Governor Rochas Okorocha of Imo State has vowed not to cede any land in Imo State to the Federal Government for the establishment of the planned cattle colony.
Okorocha also dismissed the speculations that he had adopted the proposed colonies and ceded a part of the state to herders as wicked, unfounded and untrue.
The governor who spoke on Tuesday in Owerri, the state capital, through the state Commissioner for Information, Prof.
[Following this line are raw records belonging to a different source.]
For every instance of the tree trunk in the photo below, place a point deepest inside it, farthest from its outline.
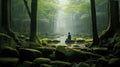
(33, 24)
(27, 7)
(94, 24)
(114, 25)
(5, 15)
(6, 19)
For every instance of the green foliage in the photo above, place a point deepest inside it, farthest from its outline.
(46, 51)
(78, 55)
(8, 62)
(82, 64)
(6, 40)
(29, 54)
(26, 64)
(60, 64)
(42, 61)
(101, 62)
(61, 53)
(45, 65)
(101, 50)
(9, 52)
(114, 61)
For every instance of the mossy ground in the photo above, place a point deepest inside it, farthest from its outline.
(59, 56)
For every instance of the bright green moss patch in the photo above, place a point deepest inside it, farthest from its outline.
(101, 51)
(7, 62)
(42, 61)
(9, 52)
(60, 64)
(29, 54)
(82, 64)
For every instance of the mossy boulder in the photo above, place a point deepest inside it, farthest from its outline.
(61, 53)
(80, 41)
(56, 41)
(6, 40)
(100, 51)
(46, 51)
(102, 62)
(45, 65)
(60, 64)
(117, 49)
(82, 64)
(39, 61)
(26, 64)
(114, 62)
(29, 54)
(8, 62)
(79, 55)
(9, 52)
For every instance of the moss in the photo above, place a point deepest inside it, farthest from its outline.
(5, 40)
(102, 62)
(101, 51)
(46, 51)
(9, 52)
(60, 64)
(78, 55)
(114, 62)
(61, 53)
(27, 64)
(42, 60)
(82, 64)
(45, 65)
(8, 62)
(56, 41)
(39, 61)
(29, 54)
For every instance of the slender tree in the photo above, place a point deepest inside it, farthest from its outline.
(114, 25)
(33, 24)
(6, 19)
(94, 24)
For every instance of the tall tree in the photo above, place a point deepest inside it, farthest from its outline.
(6, 19)
(114, 25)
(94, 24)
(33, 24)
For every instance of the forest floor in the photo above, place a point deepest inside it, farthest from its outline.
(56, 53)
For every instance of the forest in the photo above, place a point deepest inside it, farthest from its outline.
(59, 33)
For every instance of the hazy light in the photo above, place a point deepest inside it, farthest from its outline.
(62, 24)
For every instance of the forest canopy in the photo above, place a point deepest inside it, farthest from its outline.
(77, 11)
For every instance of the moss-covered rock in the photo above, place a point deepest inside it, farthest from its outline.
(45, 65)
(79, 56)
(9, 52)
(101, 62)
(60, 64)
(8, 62)
(39, 61)
(29, 54)
(80, 41)
(26, 64)
(82, 64)
(46, 51)
(56, 41)
(6, 40)
(61, 53)
(100, 51)
(114, 62)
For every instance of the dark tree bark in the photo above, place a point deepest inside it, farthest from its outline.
(114, 25)
(94, 24)
(33, 24)
(27, 7)
(6, 19)
(5, 15)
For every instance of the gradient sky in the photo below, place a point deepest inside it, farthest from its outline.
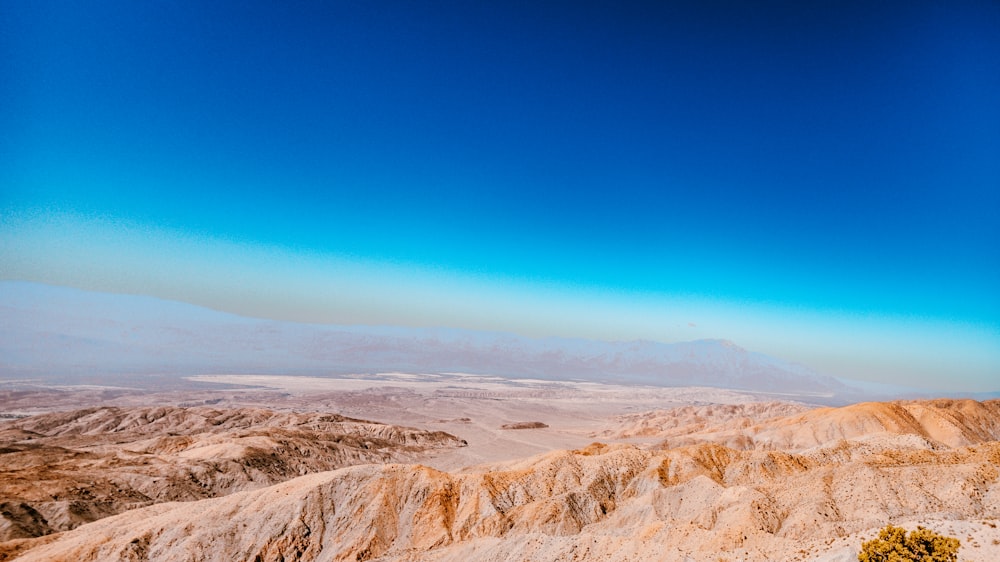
(815, 180)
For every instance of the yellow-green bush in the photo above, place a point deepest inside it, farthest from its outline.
(894, 544)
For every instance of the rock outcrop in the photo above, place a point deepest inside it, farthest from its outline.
(862, 467)
(58, 471)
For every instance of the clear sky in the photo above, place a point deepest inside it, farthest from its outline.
(815, 180)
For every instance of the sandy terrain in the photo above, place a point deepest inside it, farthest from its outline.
(675, 473)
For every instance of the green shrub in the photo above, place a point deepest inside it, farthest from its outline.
(923, 545)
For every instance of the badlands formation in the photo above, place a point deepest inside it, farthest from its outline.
(594, 473)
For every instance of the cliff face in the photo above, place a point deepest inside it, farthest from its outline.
(602, 502)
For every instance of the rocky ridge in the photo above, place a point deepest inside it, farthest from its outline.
(861, 467)
(61, 470)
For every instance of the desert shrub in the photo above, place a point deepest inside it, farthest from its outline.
(894, 544)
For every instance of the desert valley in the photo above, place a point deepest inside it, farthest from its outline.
(401, 466)
(117, 442)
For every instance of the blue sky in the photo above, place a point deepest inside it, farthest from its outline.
(818, 181)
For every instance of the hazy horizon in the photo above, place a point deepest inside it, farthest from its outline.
(817, 183)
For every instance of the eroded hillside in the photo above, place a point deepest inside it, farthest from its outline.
(802, 486)
(62, 470)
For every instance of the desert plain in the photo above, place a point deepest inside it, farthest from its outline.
(451, 466)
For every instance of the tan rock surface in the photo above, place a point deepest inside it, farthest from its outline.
(58, 471)
(848, 472)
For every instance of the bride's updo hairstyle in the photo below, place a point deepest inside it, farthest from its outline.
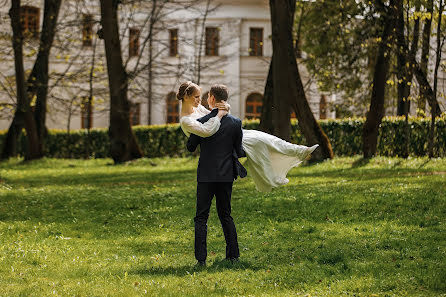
(187, 89)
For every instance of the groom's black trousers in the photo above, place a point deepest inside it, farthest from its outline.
(205, 193)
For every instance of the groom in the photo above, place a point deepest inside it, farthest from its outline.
(217, 168)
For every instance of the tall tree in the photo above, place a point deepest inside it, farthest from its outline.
(404, 68)
(38, 80)
(123, 145)
(376, 111)
(288, 89)
(425, 47)
(23, 116)
(439, 49)
(266, 117)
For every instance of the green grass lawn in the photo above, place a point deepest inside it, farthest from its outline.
(341, 227)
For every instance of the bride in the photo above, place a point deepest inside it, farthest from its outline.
(269, 158)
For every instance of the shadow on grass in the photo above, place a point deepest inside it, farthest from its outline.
(216, 266)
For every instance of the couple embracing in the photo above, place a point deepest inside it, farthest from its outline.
(222, 141)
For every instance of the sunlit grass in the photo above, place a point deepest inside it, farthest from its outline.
(341, 227)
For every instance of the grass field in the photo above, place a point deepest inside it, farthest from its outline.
(340, 228)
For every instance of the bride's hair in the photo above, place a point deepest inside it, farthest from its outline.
(187, 89)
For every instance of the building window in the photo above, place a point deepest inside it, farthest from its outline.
(204, 99)
(256, 41)
(173, 105)
(86, 114)
(134, 42)
(29, 18)
(87, 30)
(253, 107)
(211, 41)
(135, 114)
(173, 42)
(323, 108)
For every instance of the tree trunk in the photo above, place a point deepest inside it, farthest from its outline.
(150, 66)
(425, 55)
(123, 145)
(288, 88)
(376, 111)
(437, 66)
(405, 70)
(266, 120)
(23, 116)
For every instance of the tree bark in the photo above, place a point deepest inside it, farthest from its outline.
(266, 120)
(23, 116)
(405, 69)
(288, 89)
(38, 80)
(36, 85)
(123, 145)
(437, 66)
(376, 111)
(425, 55)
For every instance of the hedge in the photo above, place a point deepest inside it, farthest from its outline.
(169, 140)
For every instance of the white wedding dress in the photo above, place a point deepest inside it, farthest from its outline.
(269, 158)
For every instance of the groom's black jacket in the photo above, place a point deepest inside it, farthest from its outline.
(219, 153)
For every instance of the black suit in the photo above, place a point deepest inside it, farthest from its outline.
(217, 168)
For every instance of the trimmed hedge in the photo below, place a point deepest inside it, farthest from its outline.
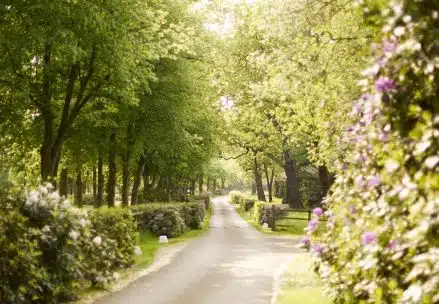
(264, 212)
(172, 219)
(49, 248)
(236, 197)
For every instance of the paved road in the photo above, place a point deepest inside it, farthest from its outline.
(231, 264)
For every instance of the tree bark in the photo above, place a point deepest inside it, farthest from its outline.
(100, 188)
(258, 181)
(325, 181)
(277, 189)
(64, 183)
(137, 179)
(193, 186)
(95, 184)
(78, 188)
(293, 195)
(200, 184)
(269, 179)
(125, 181)
(112, 171)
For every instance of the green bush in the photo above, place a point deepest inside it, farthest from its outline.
(236, 197)
(23, 278)
(193, 215)
(204, 197)
(117, 224)
(247, 204)
(166, 218)
(49, 248)
(382, 241)
(167, 221)
(258, 212)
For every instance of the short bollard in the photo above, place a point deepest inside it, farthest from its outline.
(163, 239)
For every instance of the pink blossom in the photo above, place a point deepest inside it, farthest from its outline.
(369, 238)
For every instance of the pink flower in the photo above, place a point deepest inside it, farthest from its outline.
(318, 249)
(306, 241)
(369, 238)
(318, 211)
(373, 181)
(384, 84)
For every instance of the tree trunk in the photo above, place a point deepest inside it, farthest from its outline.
(78, 188)
(95, 184)
(292, 184)
(277, 189)
(258, 181)
(193, 187)
(200, 184)
(100, 188)
(64, 183)
(137, 179)
(125, 181)
(269, 179)
(112, 171)
(325, 181)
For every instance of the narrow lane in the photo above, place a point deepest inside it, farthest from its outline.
(231, 264)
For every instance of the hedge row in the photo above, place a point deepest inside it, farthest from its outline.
(49, 248)
(172, 219)
(262, 212)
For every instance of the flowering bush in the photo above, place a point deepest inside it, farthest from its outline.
(382, 244)
(49, 248)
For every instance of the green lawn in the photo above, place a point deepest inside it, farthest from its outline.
(300, 284)
(294, 226)
(149, 243)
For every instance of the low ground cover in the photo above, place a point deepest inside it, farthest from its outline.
(300, 284)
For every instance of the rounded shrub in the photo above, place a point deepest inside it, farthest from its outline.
(167, 221)
(236, 197)
(50, 248)
(383, 229)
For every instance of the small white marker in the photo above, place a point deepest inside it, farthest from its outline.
(163, 239)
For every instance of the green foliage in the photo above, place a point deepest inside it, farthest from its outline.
(382, 245)
(258, 212)
(52, 248)
(117, 224)
(22, 275)
(236, 197)
(247, 204)
(167, 221)
(171, 219)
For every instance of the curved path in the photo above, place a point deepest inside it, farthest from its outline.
(231, 263)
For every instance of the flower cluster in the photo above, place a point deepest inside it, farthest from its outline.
(381, 245)
(68, 245)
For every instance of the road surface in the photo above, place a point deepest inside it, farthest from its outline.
(232, 263)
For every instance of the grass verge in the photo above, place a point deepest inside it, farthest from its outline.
(300, 284)
(149, 244)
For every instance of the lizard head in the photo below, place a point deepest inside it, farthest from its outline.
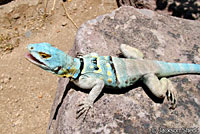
(48, 58)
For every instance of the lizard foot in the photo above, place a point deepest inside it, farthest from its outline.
(171, 97)
(83, 108)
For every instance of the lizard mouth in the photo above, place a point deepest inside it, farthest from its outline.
(32, 59)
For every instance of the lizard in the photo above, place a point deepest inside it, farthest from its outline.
(95, 72)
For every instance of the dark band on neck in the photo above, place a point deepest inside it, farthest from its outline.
(81, 67)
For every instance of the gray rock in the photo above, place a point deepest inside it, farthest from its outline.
(159, 37)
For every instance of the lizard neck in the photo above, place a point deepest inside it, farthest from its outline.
(72, 68)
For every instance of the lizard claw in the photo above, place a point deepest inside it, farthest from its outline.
(171, 96)
(83, 108)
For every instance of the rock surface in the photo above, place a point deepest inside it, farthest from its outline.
(159, 37)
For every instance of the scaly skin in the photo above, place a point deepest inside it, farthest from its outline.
(95, 72)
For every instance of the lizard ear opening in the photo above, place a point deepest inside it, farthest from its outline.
(57, 69)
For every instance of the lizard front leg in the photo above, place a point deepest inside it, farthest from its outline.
(96, 85)
(161, 88)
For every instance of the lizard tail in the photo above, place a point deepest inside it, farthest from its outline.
(170, 69)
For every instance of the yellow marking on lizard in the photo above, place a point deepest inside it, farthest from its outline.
(107, 65)
(109, 80)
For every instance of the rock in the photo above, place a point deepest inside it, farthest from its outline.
(16, 16)
(159, 37)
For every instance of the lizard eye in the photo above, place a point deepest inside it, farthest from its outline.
(44, 55)
(57, 69)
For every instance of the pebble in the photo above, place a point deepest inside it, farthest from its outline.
(6, 80)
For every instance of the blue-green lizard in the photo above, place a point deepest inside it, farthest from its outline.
(96, 72)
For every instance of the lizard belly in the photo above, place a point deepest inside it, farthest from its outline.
(128, 71)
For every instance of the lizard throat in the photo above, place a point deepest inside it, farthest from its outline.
(32, 59)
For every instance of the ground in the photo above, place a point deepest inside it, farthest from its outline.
(26, 91)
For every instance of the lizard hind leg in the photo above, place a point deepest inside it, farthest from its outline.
(161, 88)
(131, 52)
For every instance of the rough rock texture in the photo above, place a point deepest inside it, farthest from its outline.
(188, 9)
(159, 37)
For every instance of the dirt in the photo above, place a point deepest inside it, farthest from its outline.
(26, 91)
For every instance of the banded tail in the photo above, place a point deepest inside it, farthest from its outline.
(170, 69)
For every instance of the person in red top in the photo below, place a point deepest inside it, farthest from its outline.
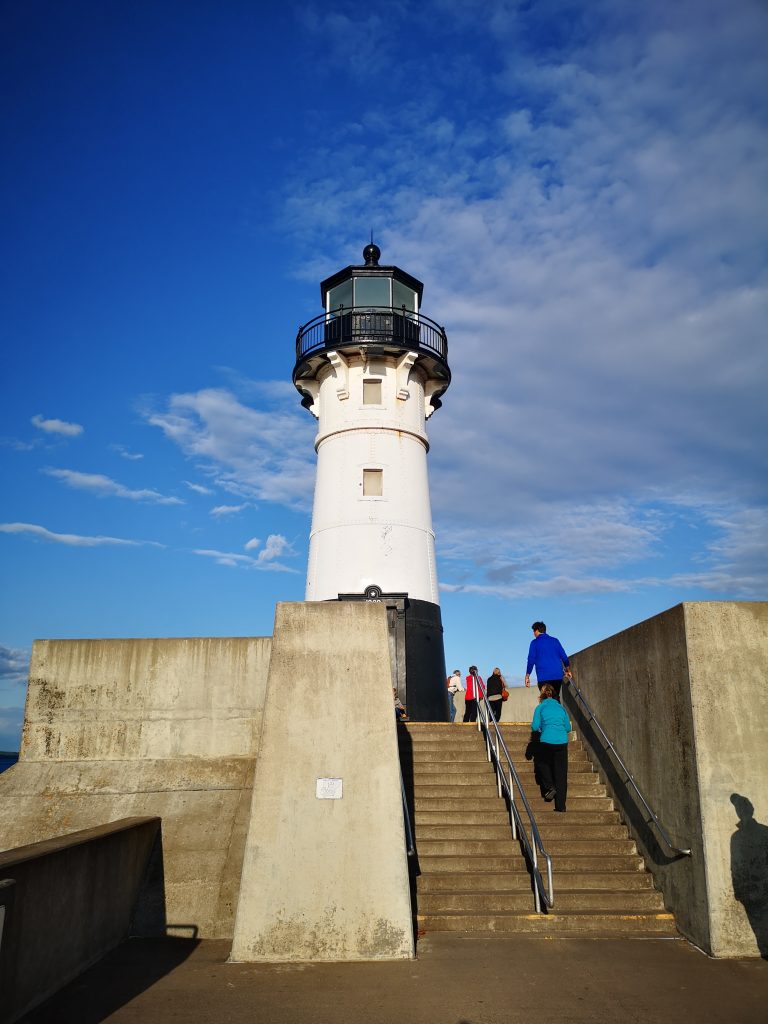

Nnamdi Obiaraeri, said there was no law, policy, decision, plan, request or intention to cede, allocate or designate any part of Imo State as a cattle colony.
The governor said, “This information that Imo has ceded a part for the proposed cattle colony is wicked, unfounded and untrue, although it represents the typical product of warped thinking of desperate mischief makers via the social media.
“Imo people and members of the public are therefore advised to disregard these baseless and laughable rumours.
“It is unfortunate that manufacturing wicked and capricious lies on an hourly basis has become the hallmark or DNA of desperate opposition politicians in our dear state.”
Similarly, the Senator representing Southern Kaduna, Danjuma Laah, had on Tuesday asked the Federal Government not to expect any land from the zone for the planned cattle colonies.
Laah said, “Kaduna South Senatorial Zone and, by extension, the entire Southern Kaduna rejects any attempt to seize more of its lands for the exclusive settlement of herdsmen and their cattle, using state power.
“Already, there is an existing Cattle Grazing Reserve in Laduga from land taken away from the indigenes of Zangon Kataf and Kachia Local Government Areas dating back decades ago.
“That massive land officially gazetted at 32,000 hectaress, (32,000 football fields), but which the present Kaduna State Government has expanded to 74,000 hectare, was taken from my constituents without compensation till date, as records have it.”
“Ask us for lands to site universities, government institutions etc, we are willing to give out our land in partnership with industrialists, mechanised farmers, estate developers and all positive social and economic endeavours that are of mutual benefits to everyone.
“No land in Southern Kaduna is free again for the exclusive economic benefit of a group of people who have paid us with mass murder and destruction in scores of our settlements since 2011 for humanely accommodating them and their forebears.”